The American Museum of Natural History Presents SPIDERS ALIVE!, Opens 7/4
Back for a second engagement at the American Museum of Natural History, Spiders Alive! offers a comprehensive look at the fascinating and complex world of arachnids. The exhibition features approximately 20 species of live arachnids (including 16 spider species, two scorpion species, a vinegaroon, and African whip spiders) and highlights this intriguing animal group's anatomy, behavior, and unique characteristics.
The Museum, which has the world's largest research collection of spiders, has been at the forefront of studying spider diversity for over 75 years. In Spiders Alive!, visitors will experience spiders' anatomy, diversity, venom, silk, and behavior, including little-known defensive mechanisms such as mimicry and noise-making. In addition to live spiders, the exhibition includes larger-than-life models of spiders, videos, a climbable spider model, and fossils. Museum staff will be handling live arachnids for visitors to see up close, and the exhibition will focus on debunking spider myths, such as that spiders need gravity to build webs, that all spiders neglect their offspring, and that all spiders are poisonous to humans.
Spiders have inspired mythmakers from Ovid to E. B. White to the creators of the eponymous superhero, but their actual role in diverse ecosystems around the globe is just as captivating. Spiders are important predators: without them, insect populations would explode. By one estimate, the spiders on one acre of woodland alone consume more than 80 pounds of insects a year. Scientists have identified over 44,500 species of spiders to date, and they believe that there are at least as many yet to be discovered.

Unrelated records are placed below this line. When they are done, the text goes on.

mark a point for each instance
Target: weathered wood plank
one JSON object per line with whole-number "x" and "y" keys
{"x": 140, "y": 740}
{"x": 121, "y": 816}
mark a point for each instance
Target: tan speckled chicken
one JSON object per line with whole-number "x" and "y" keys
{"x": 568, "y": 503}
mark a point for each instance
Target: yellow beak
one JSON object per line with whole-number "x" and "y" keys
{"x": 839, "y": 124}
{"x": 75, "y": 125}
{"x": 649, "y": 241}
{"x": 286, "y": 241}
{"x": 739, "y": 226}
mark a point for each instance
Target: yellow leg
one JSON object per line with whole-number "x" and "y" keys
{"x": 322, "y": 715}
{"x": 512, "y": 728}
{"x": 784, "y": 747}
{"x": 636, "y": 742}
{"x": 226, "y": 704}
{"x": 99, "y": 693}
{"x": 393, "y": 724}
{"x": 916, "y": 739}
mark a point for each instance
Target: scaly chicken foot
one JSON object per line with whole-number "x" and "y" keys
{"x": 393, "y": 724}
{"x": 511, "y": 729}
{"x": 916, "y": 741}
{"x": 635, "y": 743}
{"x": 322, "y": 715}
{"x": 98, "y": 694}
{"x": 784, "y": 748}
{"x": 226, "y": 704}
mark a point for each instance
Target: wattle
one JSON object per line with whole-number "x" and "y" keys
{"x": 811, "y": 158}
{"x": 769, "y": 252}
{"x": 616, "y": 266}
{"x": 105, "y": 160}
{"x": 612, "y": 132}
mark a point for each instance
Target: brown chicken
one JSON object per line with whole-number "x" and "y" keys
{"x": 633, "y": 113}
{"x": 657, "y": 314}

Among the live spiders visitors will encounter in this exhibition is the goliath bird eater, one of the largest spiders in the world, which measures about 12 inches long, including leg span, or about the size of a dinner plate, and preys on snakes, mice, and frogs. Other species include the western black widow, member of one of the few North American spider groups that can be harmful to people; the fishing spider, which senses prey by resting its front legs on the surface of the water; and the golden orb-web spider, which weaves a golden web that can span more than 3 feet in diameter.
Species from other arachnid orders will also be on display, including African whip spiders, whose whip-like feelers, up to 10 inches in length, help the animal find its way; the giant vinegaroon, which can spray a foul-smelling vinegar-like chemical from its abdomen if disturbed; and the desert hairy scorpion, the largest scorpion native to America.